Ling 354: Week 1 | Gabriel Doyle

[This is extracted from the Spring 2022 version on Canvas, so some links/formatting may be broken.]

In our Week 1 meeting (Jan 27), we’ll be looking at the world’s writing systems, and how they can be encoded into a format for computers to use.

Textbook reading

The textbook reading for Week 1 is Ch. 1.1-1.3. This covers the basics of the Unicode system and a range of writing systems.

Additional articles

I’d also like you to read at least Sections 1 & 2 of Daniels 2003. You don’t have to read the rest unless you find the subject interesting. This digs deeper into the history of writing systems and some of the difficulties in getting sounds down on the page. I know Section 2 is a little complex, so do your best — it’ll make more sense in Week 3 as we dig into speech recognition and see how consonants and vowels differ.

Finally, I’d like to discuss these two blogposts where character encodings lead to unexpected problems. First, Xudong Zheng’s experiment with a “homograph attack”, using identical or nearly-identical characters from different languages to create URLs that look right to the naked eye but actually link to a separate (potentially dangerous) website. Second, the Telugu character that will break your iPhone! (Well, not anymore, they fixed it.)

Getting familiar with Unicode (optional)

Unicode is a pretty complex system, and it’s really hard to wrap your head around all the characters that it encodes. I found the website https://decodeunicode.org to be pretty helpful in this regard; you can search through different Unicode “blocks”, representing different languages’ writing systems or other useful characters (including emoji). The video on their home page that scrolls through every Unicode character is really interesting to scan through and surprisingly hypnotic.

Project ideas and extensions (optional)

Arts/Humanities

There are a lot of artistic directions to take writing systems, but one that I have to confess a childish fondness for is “zalgo text“, which uses Unicode’s combining characters to stack up unnerving levels of diacritics onto text for a creepy aesthetic. There’s at least one online generator to convert your boring English text into glitchy goop.

Social Science

People can be surprisingly clever when they have to adapt a language for different electronic devices. When keypad-based mobile phones were dominant, sending text messages in Arabic was tricky, since the keypads were optimized for numbers and the Latin alphabet. “Arabizi”, a rendering of Arabic into English letters and numbers, developed as a way of easily transcribing Arabic writing into something phones could handle.

Abu-Liel et al (2021) examine how accurately and quickly students read standard (vowelless) Arabic writing, Arabizi, and explicitly vowelled Arabic writing, and find that Arabizi falls in between the two. I’d be curious to build on this by looking at how people process text that has had its diacritics removed because of keyboard limitations (e.g., writing Spanish on a keyboard that makes it hard to include accents and tildes).

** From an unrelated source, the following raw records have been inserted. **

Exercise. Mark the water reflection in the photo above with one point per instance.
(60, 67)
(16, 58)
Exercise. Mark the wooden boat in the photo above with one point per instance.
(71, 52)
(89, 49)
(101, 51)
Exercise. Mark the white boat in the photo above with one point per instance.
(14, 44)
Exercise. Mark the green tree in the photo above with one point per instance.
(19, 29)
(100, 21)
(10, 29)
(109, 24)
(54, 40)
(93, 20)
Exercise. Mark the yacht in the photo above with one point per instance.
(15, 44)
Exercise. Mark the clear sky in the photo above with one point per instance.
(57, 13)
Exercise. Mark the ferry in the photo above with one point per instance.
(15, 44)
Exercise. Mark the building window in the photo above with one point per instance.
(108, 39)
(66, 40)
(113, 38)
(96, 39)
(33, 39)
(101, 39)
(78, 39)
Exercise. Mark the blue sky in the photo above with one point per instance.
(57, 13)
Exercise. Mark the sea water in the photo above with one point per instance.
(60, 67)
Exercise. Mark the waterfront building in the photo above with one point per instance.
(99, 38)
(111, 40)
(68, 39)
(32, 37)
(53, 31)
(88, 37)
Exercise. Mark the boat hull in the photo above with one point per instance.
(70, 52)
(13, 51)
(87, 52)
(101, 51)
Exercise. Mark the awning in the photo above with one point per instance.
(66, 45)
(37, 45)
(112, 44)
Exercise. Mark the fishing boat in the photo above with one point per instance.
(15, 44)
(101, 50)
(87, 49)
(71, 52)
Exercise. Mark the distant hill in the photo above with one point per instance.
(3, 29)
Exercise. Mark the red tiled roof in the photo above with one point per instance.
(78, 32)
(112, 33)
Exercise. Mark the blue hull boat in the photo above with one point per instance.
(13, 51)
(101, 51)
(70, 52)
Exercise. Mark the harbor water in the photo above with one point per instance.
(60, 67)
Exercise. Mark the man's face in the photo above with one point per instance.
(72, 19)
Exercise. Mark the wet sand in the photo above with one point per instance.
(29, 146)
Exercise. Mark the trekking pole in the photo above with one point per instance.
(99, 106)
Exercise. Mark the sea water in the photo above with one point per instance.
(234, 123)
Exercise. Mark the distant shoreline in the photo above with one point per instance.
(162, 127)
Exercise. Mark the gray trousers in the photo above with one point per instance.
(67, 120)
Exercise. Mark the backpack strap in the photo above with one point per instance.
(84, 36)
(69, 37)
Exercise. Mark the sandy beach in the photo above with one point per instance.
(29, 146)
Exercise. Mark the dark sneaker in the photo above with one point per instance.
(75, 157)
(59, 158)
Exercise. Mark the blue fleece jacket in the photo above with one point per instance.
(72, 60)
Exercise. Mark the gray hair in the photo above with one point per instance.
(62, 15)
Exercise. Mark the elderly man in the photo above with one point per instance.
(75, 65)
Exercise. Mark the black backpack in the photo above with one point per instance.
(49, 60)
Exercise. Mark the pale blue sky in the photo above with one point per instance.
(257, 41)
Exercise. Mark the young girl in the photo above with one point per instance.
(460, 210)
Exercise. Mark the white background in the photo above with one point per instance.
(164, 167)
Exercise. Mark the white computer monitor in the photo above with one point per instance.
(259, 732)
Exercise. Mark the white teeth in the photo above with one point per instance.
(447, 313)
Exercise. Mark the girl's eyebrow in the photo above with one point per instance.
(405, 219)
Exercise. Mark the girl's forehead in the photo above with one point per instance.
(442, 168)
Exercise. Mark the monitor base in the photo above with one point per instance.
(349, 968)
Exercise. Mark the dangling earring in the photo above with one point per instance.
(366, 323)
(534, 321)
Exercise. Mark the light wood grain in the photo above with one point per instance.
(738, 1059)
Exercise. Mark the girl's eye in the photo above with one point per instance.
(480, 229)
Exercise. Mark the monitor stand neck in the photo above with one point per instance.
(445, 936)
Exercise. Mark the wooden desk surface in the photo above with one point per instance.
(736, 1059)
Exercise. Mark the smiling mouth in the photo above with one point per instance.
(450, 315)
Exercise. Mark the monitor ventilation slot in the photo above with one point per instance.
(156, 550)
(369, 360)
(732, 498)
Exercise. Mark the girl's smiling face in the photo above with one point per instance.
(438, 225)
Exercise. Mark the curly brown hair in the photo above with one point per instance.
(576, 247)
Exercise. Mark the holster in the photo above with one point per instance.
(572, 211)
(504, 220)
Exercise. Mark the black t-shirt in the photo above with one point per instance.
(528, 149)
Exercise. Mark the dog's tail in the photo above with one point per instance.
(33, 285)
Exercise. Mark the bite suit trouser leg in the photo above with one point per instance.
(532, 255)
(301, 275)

I’m sure such research has been done, but I can’t find any right now.

Engineering

Thinking about the homograph attacks, could you build a system to detect and warn people about such attacks? Or, as an evil hacker, could you automate the generation of such attacks by generating lists of similar letterforms and building a system to swap them out? More generally, how do you build robust systems for writing systems you don’t personally know?